I have drafted Living Trusts for almost thirty years. During that period of time I have had the opportunity to review many housands of Trusts and how they are perceived by their owners — the Trustors, Settlors, Creators, Grantors. Based on these observations, I created a Living Trust I call the Asset Protection Family/Living Trust in which I have implemented numerous safeguards for the client.
In the articles that follow, including this one, I will discuss some of the catastrophes I have seen in Trust provisions and the neglect of clients in the treatment of their Living Trust.
First of all, let’s understand the difference between a Living (Inter Vivos) Trust and a Testamentary Trust. Living Trusts become a viable document when they are signed by the Creator, A.K.A. Trustor, A.K.A. Settlor, A.K.A. Grantor. They are functional, operational documents during the client’s lifetime.

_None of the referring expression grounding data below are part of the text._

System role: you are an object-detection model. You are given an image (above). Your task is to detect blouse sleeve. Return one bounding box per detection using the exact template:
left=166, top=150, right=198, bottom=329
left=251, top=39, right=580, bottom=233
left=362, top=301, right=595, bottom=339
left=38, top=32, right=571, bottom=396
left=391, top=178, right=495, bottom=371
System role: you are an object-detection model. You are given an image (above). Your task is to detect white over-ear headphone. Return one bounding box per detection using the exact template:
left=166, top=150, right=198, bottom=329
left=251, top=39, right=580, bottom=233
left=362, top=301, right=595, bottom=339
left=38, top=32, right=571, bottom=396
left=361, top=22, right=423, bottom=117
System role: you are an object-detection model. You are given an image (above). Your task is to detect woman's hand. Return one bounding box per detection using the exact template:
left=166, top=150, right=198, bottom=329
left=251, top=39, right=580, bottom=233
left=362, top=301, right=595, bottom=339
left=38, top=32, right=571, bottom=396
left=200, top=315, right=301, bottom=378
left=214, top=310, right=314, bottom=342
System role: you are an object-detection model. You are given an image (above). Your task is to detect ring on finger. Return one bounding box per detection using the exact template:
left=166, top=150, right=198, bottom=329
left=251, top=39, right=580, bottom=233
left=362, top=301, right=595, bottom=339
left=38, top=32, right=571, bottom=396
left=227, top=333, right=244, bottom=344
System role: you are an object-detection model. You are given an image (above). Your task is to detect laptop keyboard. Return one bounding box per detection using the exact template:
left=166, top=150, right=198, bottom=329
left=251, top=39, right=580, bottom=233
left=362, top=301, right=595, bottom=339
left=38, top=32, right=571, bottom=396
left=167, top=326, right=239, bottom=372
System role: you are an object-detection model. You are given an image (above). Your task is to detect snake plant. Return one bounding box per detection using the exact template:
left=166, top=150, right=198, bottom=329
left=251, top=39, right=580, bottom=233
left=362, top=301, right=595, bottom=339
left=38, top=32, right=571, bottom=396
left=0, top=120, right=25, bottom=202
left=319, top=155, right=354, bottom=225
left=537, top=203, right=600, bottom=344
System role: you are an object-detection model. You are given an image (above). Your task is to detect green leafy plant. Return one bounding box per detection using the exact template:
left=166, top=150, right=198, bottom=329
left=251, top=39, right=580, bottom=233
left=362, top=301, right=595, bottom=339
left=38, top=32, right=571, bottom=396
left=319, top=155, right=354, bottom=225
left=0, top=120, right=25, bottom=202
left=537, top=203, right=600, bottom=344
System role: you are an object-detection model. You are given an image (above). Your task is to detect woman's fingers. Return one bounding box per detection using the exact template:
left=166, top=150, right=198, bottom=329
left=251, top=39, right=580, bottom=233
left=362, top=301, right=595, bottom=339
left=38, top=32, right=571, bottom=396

A Testamentary Trust resides in a Will and becomes active on the death of the Creator, A.K.A. Testator. The Testamentary Trust is drafted to go through Probate.
I had three adult children visit my office a few years ago for a Living Trust Administration. Their father, who had just passed away, owned five real properties in and around San Diego. The children indicated to my office manager that their father had a Trust and they wished to distribute the properties to each of them in equal shares. No problem. Well, that is until I saw the Trust and the deeds to the properties. There was the Trust alright — sitting right in the middle of the father’s will. Some of the deeds were titled in the name of the father, personally.
Catastrophe #1: This was a Testamentary Trust in which the assets of the estate would have to go through Probate. However, two of the real properties would not be subject to Probate. The children seemed relieved to hear this but their attitudes changed quickly when I explained to them that the two properties would avoid Probate because they were held in Joint Tenancy with Right of Survivorship.
Catastrophe #2: The other joint tenant was an ex-girlfriend of the father’s who would be entitled to the properties based on her survivorship. And yes, she was still living and breathing in a nursing facility. She died two months later but the two properties in question passed to her children through her estate. Are you kidding me? This could drive someone to drink a barrel or two at the nearest winery. The father hardly intended for children of his girlfriend, who lived back east and whom he had never met, to receive almost 50% of his estate.